I stress I’m no expert. But I’ve just found an opportunity to learn more. Through Han Seung-eun’s column (actually a review) appearing in my feed today, I learned of the book Revolting Prostitutes: The Fight for Sex Workers’ Rights (2018) by Juno Mac and Molly Smith, which by all accounts provides a very balanced, nuanced argument for decriminalization (alas, Nordic Model Now! disagrees). Now updated in a 2020 edition, I’m glad to have been made aware of it and to have learned that a Korean translation has recently been released, and the least I could do is to also let you know about it too.

Please check out publisher Verso for ordering information. Unfortunately for Korea-based readers, even with a sale on at the moment the time and cost of sending a paperback from the UK are prohibitive. However, it is very cheap to buy on Aladin.

What are you waiting for?

If you reside in South Korea, you can donate via wire transfer: Turnbull James Edward (Kookmin Bank/국민은행, 563401-01-214324)

3 thoughts on “Why I Choose the Term “Sex Work” Over “Prostitution”—and You Should Too

  1. (I LOVE this song!!) (I laughed at the part about your teenage daughters not being sad that you don’t dance anymore like this ^^)
    In France we also have different words for sex workers and I learned them thanks to Twitter, while following feminist sex workers accounts (and we say in French “travailleurs (male) / travailleuses (female) du sexe” and in short: TDS)

    I have a question for the Korean words, I used to learn Korean but not practicing anymore so I wanted to know when you write 성노동[자] the 자 means it’s a person doing the action? And is “성매매” a more abstract term, I mean like there’s not a person doing the action, but more like just describing “it’s that type of business”?

    Liked by 1 person

    1. I love the song too. Sadly though, the friend and flatmate that I used to dance to it with died in 2007, just a few months before I was due to visit him in New Zealand after an absence of 4 years, so I can’t play it for too long without getting sad and nostalgic.
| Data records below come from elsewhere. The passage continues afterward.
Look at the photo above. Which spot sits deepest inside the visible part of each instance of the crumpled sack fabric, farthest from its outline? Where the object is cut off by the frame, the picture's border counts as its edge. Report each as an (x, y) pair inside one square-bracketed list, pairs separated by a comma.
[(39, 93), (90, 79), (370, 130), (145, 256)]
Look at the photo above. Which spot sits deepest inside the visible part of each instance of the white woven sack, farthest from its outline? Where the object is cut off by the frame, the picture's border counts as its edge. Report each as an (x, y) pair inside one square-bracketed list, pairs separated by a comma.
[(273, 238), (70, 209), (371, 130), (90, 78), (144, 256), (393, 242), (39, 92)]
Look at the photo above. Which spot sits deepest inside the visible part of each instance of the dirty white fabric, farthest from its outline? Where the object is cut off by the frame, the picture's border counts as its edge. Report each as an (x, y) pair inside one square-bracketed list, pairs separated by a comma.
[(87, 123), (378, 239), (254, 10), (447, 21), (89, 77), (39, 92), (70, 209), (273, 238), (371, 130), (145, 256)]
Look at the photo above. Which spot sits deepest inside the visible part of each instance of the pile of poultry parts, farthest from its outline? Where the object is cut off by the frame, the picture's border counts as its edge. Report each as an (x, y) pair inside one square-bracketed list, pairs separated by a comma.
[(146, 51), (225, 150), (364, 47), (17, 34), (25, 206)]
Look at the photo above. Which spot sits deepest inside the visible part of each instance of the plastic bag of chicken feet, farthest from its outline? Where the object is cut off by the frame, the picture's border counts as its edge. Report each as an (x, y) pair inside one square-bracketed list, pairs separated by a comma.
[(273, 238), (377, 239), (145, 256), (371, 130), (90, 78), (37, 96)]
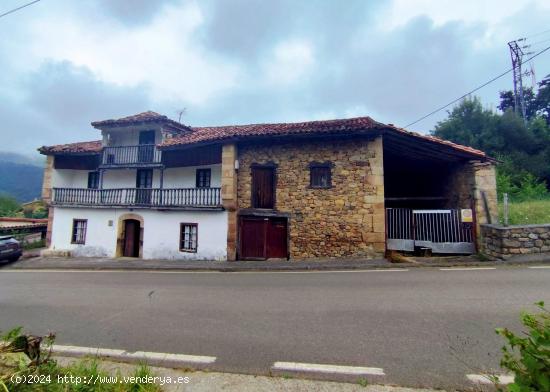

      (Suddenly got dust in my eyes while typing this, damnit.)

      Your Korean question: I should clarify that although I’ve met people who are very knowledgeable about the Korean sex work industry and who’ve met sex workers and activists themselves, I know very little about it personally (given their expertise, sex work just hasn’t been a priority for me frankly). All I can say about the terms then, is that 성노동[자] is just a combination of 성(sex) + 노동 (work) + 자 (lit., person who does the verb), and what Korean sex workers themselves much prefer as explained (but my apologies if you already understood all that!). Whereas 성매매…

      Because “매매” is literally “buying and selling,” and in this case of sex/성, then on the first glance it’s a lot more value-neutral and functional a word than “prostitution” is in English. But:

      1) 성매매 might also have negative connotations of which I am unaware
      2) If Korean sex workers want to use 성노동 instead, then I’m sure they have good reasons for that, and all power to them.
      3) In my experience, 성매매 is just a very general, no-brainer term that the media automatically uses, and I assume the general public too. Given how ignorantly and misleadingly sex work is written about in English by journalists who use the term “prostitution” though, then I’m guessing the situation is little different in Korea’s famously tabloidish media. So, even if 성매매 is indeed more value-neutral in Korean than prostitution is in English, if sex workers want journalists especially to use 성노동 instead to gain some level of control over the conversation about them and to encourage journalists to write more intelligently about the subject, then again that seems like one of those good reasons sex workers have for using that term.

      Again I stress I am not an expert whatsover, and that I’m happy for more knowledgeable people to weigh in. But until then, those are my best guesses about the differences!